Make no mistake, many enterprises and data center providers are striving to reduce their carbon footprint. Switch recently announced that, as of the first of this year, all of its SUPERNAP data centers are powered by 100% renewable energy through its new solar facilities operating in Nevada. Across the pond, Apple is developing two new 100% renewable energy data centers in Ireland and Denmark. And Facebook just launched a massive new data center in Lulea, a town located in a remote corner of northern Sweden, that requires 70% less mechanical cooling capacity than the average data center because of the cool climate.
But what if your data center is located in Houston or Rio de Janeiro? Fortunately there exists a viable solution to achieve improved Power Usage Effectiveness (PUE), and reduce costs associated with cooling and power while mitigating a facility’s carbon footprint. Data Center Infrastructure Management (DCIM) are software and technology products that converge IT and building facilities functions to provide engineers and administrators with a holistic view of a data center’s performance to ensure that energy, equipment and floor space are used as efficiently as possible.
In large data centers, where electrical energy billing comprises a large portion of the cost of operation, the insight these software platforms provide into power and thermal management accrue directly to an organization’s bottom line.
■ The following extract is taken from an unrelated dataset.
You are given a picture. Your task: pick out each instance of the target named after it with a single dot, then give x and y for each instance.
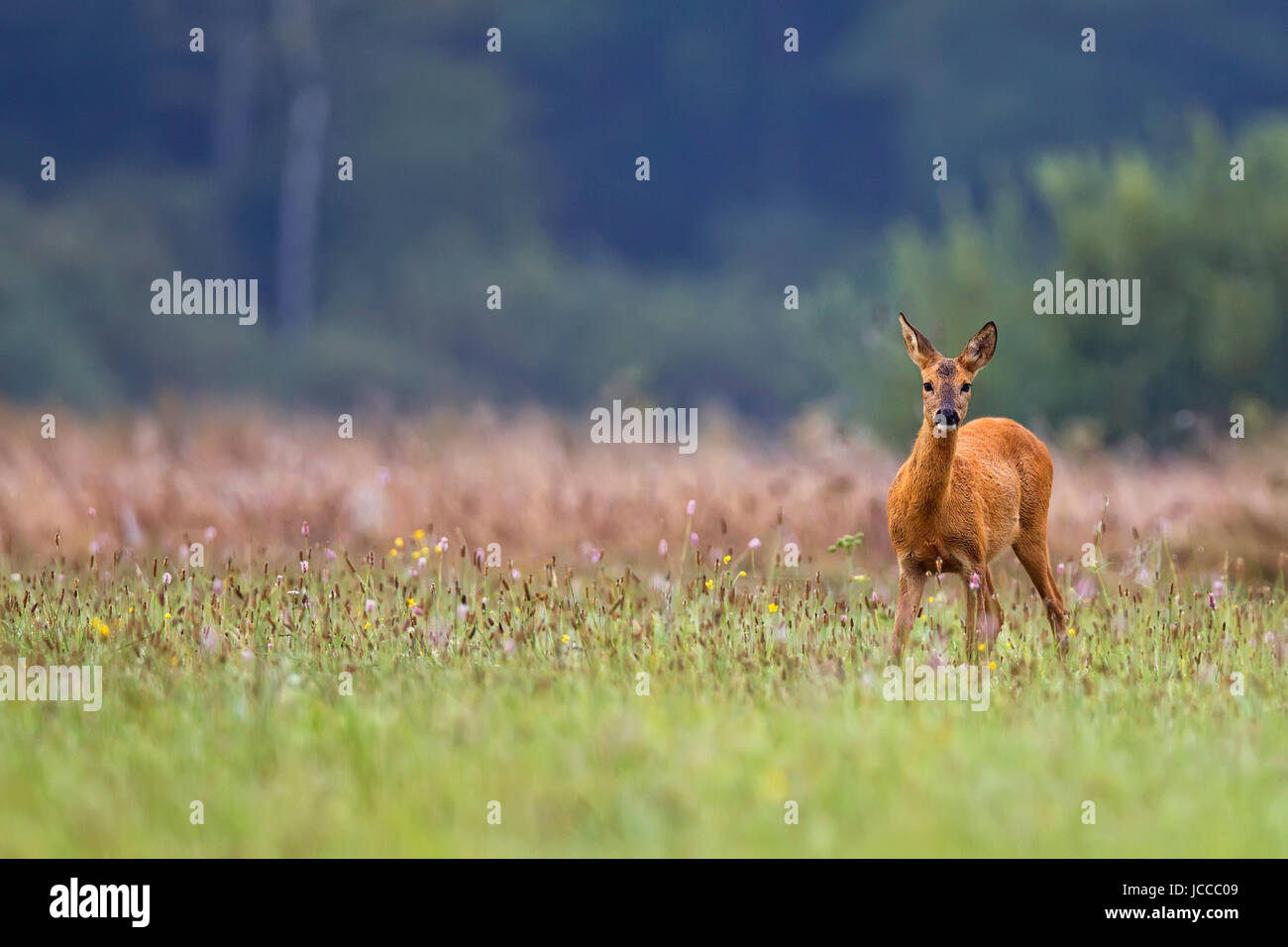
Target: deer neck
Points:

In order to take appropriate actions, data center managers need accurate intel concerning power consumption, thermals, airflow and utilization. One wouldn’t think this is the realm of MS Excel spreadsheets and Stanley tape measures. However, a recent study by Intel DCM and Redshift Research found that four in 10 data center managers in 200 facilities surveyed in the U.S. and the UK still rely on these Dark Age tools to initiate expansion or layout changes.
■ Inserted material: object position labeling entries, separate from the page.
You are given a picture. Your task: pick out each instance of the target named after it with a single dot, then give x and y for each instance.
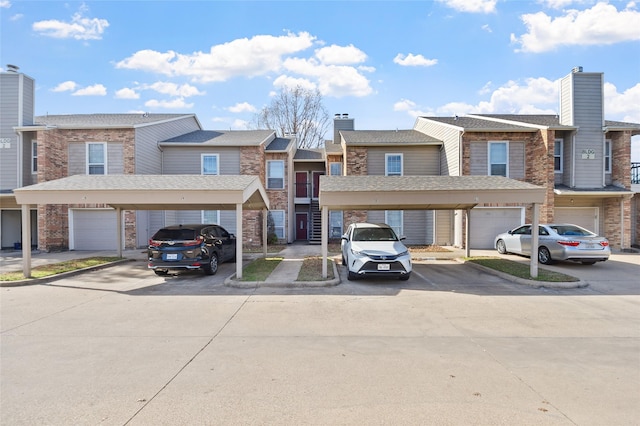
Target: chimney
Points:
(341, 122)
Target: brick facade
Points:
(53, 163)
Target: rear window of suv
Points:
(175, 235)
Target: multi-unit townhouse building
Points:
(581, 159)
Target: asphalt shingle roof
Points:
(221, 138)
(387, 137)
(104, 120)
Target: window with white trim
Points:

The good news is that DCIM provides increased levels of automated control that empowers data center managers to receive timely information to manage capacity planning and allocations, as well as cooling efficiency. By deploying thermal-management middleware, for example, improvements in airflow management can reduce energy consumption by 40%. Data center managers can also drive a stake through the problem of zombie servers by consolidating servers to reduce energy consumption from 10% to 40%.
Modern data centers maintain a stable operating environment for servers by implementing stringent temperature controls, which, paradoxically, also makes it possible to apply various energy-saving and eco-friendly measures in a centralized manner. A DCIM system that offers simulations integrating real-time monitoring information to allow for continuous improvements and validation of cooling strategy and air handling choices can have a direct impact on the bottom line.
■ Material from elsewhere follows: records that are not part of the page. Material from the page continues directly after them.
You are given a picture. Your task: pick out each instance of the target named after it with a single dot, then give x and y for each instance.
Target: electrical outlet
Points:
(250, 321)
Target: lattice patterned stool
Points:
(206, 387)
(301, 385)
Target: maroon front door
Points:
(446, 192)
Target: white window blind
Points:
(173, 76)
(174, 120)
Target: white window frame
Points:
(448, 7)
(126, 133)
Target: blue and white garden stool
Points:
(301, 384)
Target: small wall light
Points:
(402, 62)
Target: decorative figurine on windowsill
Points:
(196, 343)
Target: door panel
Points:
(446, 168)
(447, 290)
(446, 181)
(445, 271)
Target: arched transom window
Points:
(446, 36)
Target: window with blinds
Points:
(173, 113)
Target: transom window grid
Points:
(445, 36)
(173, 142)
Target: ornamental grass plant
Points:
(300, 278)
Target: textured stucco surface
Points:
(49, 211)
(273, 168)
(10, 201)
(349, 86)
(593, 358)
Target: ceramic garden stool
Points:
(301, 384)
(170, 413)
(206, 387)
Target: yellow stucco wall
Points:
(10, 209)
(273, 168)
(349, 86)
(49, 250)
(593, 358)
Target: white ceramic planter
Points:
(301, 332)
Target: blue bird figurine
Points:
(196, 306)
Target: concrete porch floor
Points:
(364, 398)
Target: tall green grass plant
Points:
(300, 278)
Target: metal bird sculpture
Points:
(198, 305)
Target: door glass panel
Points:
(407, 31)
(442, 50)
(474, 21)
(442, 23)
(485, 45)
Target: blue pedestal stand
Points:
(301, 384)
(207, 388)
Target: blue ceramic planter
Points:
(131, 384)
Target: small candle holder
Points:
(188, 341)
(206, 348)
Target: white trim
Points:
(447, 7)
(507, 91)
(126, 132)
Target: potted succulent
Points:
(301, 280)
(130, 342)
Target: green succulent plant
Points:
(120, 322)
Somewhat counter-intuitively, raising internal temperatures in data centers can save annually upwards of 100K per temperature degree without degrading service levels or reducing hardware lifespan. And by deploying various other innovative cooling technologies, facilities can expend up to 95% less energy.
Utilizing DCIM real-time data analysis tools, along with maintaining an active server refresh schedule, can effectively combat runaway energy consumption. The combination of processor improvement with feature rich intuitive dashboards that recognize imbalances in cooling and identify underutilized servers, can sometimes reveal a profligate energy consumer right under an administrator’s nose.
Replacing an older server with today’s advanced technology and using DCIM to identify underutilized systems can reduce energy need by 30%. Considering the four-year life expectancy of a server, this will save up to $480. While that figure might not seem too significant, the numbers get significant if you have thousands of servers.